Garsen; the end of the Garsen main street
The left photo above shows Garsen (under our wing). Our guest house is barely visible at the far end between the bigger red and white tower and a church with a blue roof to the right of it. The restaurants are more in the foreground, in the middle of the town.
The weather enroute turned out to be not much better than the day before, but it was good enough to get through to Lamu. The cloud base was no lower than 1,200 ft, so we happily flew straight to Lamu, did a low pass over the runway, which is paved and in good condition, flew a circuit over Lamu town, and finally landed.
Aerial views of Lamu town
A boat takes us across the 1 km wide strait between Manda and Lamu islands.
Boat ride to Lamu town
We move into Petley's Inn, perhaps the oldest hotel in town, which was originally built around 1930 and completely rebuilt by Mulji Ratna around 1960.
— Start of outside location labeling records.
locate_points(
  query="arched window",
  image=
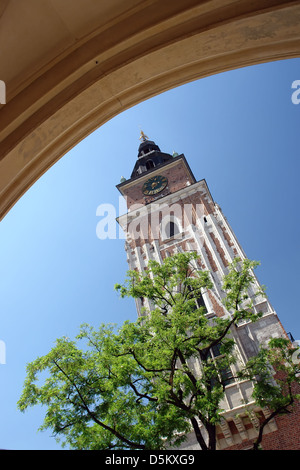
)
(149, 164)
(171, 229)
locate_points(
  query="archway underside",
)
(91, 61)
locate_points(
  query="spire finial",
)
(143, 137)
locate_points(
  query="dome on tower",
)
(149, 156)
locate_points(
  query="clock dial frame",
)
(154, 185)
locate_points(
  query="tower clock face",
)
(154, 185)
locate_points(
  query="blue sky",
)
(239, 130)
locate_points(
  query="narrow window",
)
(149, 164)
(171, 229)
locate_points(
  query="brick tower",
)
(170, 212)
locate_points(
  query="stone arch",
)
(84, 62)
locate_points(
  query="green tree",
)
(137, 386)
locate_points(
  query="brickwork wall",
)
(216, 244)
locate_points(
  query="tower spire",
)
(143, 137)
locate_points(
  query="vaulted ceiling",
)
(71, 65)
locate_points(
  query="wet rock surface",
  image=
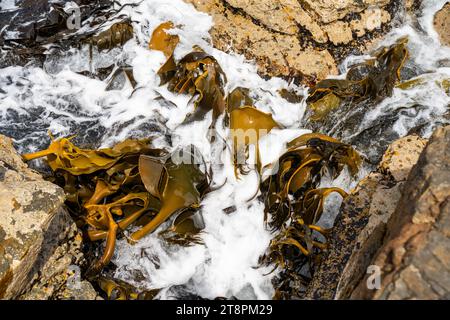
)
(414, 258)
(442, 24)
(362, 222)
(29, 25)
(303, 39)
(38, 239)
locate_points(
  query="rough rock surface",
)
(38, 240)
(442, 24)
(362, 221)
(415, 257)
(304, 38)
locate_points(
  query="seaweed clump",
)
(294, 205)
(129, 185)
(371, 80)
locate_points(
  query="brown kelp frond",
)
(177, 186)
(63, 154)
(120, 290)
(294, 204)
(200, 75)
(185, 229)
(163, 41)
(116, 35)
(239, 97)
(373, 79)
(108, 190)
(300, 169)
(248, 125)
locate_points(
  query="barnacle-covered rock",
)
(442, 24)
(297, 38)
(414, 258)
(362, 222)
(38, 239)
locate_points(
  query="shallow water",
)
(56, 98)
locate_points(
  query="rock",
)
(442, 24)
(362, 221)
(415, 257)
(38, 239)
(297, 38)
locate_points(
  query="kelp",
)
(114, 83)
(116, 35)
(290, 95)
(248, 125)
(239, 97)
(294, 202)
(163, 41)
(115, 289)
(177, 186)
(186, 228)
(372, 79)
(198, 74)
(110, 189)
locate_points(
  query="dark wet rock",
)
(415, 256)
(362, 221)
(38, 239)
(32, 23)
(442, 24)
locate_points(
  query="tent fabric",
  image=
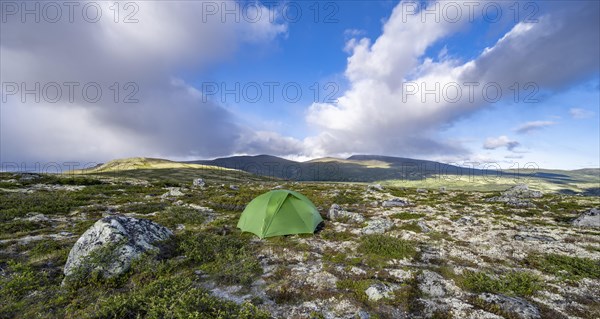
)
(278, 213)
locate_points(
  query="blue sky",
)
(363, 52)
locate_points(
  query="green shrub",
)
(512, 283)
(179, 215)
(386, 247)
(408, 216)
(173, 296)
(567, 267)
(228, 258)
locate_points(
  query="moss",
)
(413, 227)
(407, 216)
(229, 259)
(382, 247)
(567, 267)
(512, 283)
(179, 215)
(356, 288)
(172, 296)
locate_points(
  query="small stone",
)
(198, 182)
(513, 305)
(377, 226)
(377, 292)
(395, 202)
(466, 220)
(527, 237)
(432, 284)
(375, 187)
(336, 213)
(357, 271)
(423, 226)
(591, 218)
(173, 192)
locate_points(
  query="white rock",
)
(131, 237)
(377, 226)
(516, 306)
(336, 213)
(377, 291)
(395, 202)
(591, 218)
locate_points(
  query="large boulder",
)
(112, 243)
(591, 218)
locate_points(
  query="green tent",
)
(280, 212)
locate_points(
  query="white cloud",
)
(532, 126)
(170, 120)
(578, 113)
(378, 115)
(492, 143)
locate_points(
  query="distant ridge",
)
(356, 168)
(136, 163)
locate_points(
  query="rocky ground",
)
(134, 247)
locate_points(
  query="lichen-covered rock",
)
(591, 218)
(173, 192)
(375, 187)
(126, 239)
(432, 284)
(198, 182)
(516, 196)
(423, 226)
(521, 191)
(515, 306)
(396, 202)
(336, 213)
(377, 226)
(534, 237)
(378, 291)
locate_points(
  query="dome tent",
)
(279, 212)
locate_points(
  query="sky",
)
(469, 83)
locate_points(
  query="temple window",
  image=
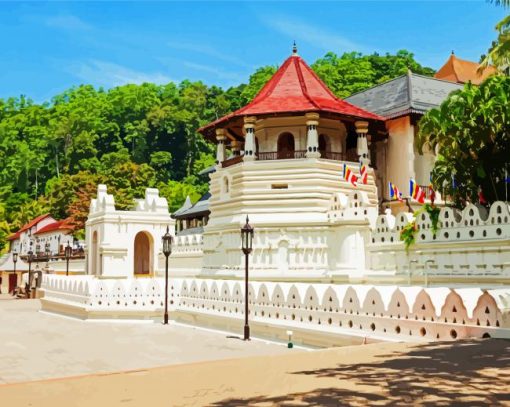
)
(286, 146)
(324, 144)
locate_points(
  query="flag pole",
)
(506, 184)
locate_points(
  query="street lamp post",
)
(247, 246)
(67, 253)
(30, 258)
(14, 261)
(167, 250)
(48, 254)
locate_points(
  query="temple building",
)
(402, 102)
(461, 71)
(327, 258)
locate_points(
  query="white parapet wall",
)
(321, 314)
(469, 246)
(187, 256)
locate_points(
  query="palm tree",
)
(499, 53)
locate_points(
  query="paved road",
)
(464, 373)
(35, 345)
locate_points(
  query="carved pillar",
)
(249, 143)
(236, 147)
(312, 138)
(220, 151)
(362, 145)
Petley's Inn, swimming pool in the first floor; entrance to guest rooms
The receptionist promises to give us the best rooms early in the afternoon, provided we are patient enough to wait until then. We agree and stroll through the medieval-looking town with its very narrow streets, far too narrow to allow the passage of a car. Pictures from the German Postal Service Museum:
German Postal Service Museum
Strolling through Lamu is fascinating, because one becomes part of the everyday life of the town's inhabitants. There are small shops, workshops, and plenty of places to sit down and just watch.
Men playing domino
After some time had passed, we returned to Petley's Inn and were rewarded with their best rooms, including air conditioning, which is very pleasant in a climate as warm and moist as Lamu's at around 30C day and night. We didn't have the air conditioning on during the night, but when we walked out, we switched it on to be able to cool down when we returned.
Impressions of Lamu
We met the manager of the sister hotel of Petley's Inn, the New Palace Hotel, which was built much more recently and may be the best and most modern hotel of Lamu, and she showed us around the house.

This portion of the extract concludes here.